Now, there was a time in my life where this philosophy  just would not have flown. Wait? Why wait? I would move into a new place and immediately have to buy the perfect furniture to fit the feel, set up closet organizers, paint all the rooms the exact color I had in mind, even buy plates to match the color scheme – oh yes, I did. This feels like a lifetime ago, this other person that was me, but I could not wait a moment or live in a space that did not reflect exactly what I wanted it to. And since I was “busy” and it needed to get done yesterday , I would hire a painter, a furniture mover, an organizer, a house cleaner, or whoever I needed to help me create the space pronto fast.

And the space would be perfect…for a minute. But I would get bored, and didn’t feel the pain of the labor others went through, so I would either change the space or move entirely ~ and that’s just what it was.
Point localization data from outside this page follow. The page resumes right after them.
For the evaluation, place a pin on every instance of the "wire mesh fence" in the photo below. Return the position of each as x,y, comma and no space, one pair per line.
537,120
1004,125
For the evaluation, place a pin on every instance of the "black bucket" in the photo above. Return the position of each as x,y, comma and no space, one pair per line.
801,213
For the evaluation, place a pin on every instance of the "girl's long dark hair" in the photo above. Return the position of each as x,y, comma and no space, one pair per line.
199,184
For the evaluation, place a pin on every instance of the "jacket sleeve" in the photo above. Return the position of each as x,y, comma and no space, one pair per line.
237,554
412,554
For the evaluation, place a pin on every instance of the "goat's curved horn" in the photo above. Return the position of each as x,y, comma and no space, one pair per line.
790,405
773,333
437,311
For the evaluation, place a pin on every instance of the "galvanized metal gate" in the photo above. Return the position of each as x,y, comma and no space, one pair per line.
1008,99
I didn’t even know I was doing it. I lacked gratitude for all the good Lord blessed me with – of course, I didn’t see that part of it. I did not KNOW I lacked gratitude. I said thank you often, I prayed every night, went to church on Sundays, donated lots of my stuff, tithed my 10%+, and truly believed I was grateful.

But, looking back, was I really? How could I be grateful if everything was so disposable, replaceable, and I couldn’t just sit with something as it was and appreciate it for what it was, having to make it better or change it in some way right away.

As the years went by and lessons were learned and we gained and lost and gained and lost again, it all became dust in my heart. None of it matters and 2 rockers & 2 tiny adirondack chairs where we could sit and sip coffee or cocoa and converse about whatever were just plenty. I do enjoy the vision of flowers and paper lanterns and changing the door, but it’s not needed to appreciate the beauty of having a roof over our head and a porch to rock on.

And over time, I have discovered much joy in using my own hands to create stuff. I mean, I’m no Martha Stewart, just a tad crafty really, but healing happens when hands touch earth or paint or flour and that healing can’t be bought or hired to do. So this tad crafty girl chose to let go of the need for a perfect space {or cake or wardrobe or whatever}, and embrace the beauty created by my own hands of an imperfect anything.

Back to my point ~ I was just rambling…so we went to Home Depot, and although staining the porch seemed fun, while I looked at all the paints, a blue color called my name and whispered “front door” into my ear. And this small can of paint breathed life into a new project for our porch, plus something to steer me away from thinking about my sciatica.

I remembered I had a 50% off coupon for A.C Moore {side note:  I had been eyeing the 3 pack of David Tutera lace-like paper lanterns} with the coupon I purchased them on the way back for just $5.  Grabbed a dollar store paint brush, returned home, taped off the windows on the door , and the painting party began with me and Lu. Hubby decided to plant the vegetables with little man then sprayed our rockers black ~ oh how they needed a new paint job and cushions!

One peach wreath and some burlap later, the sciatica pain subsided a bit, the door was complete, paper lanterns hung with twine, porch transformed some, and I literally cried happy tears when I saw it coming together. Yes, there is paint on some of the door glass. No, it is not perfect. But it is lovely and I love it, and my heart swelled with gratitude for hands that could create and a family to create with and a place to rest that gives us just enough room and many more projects over as many more years we are blessed to call this space home.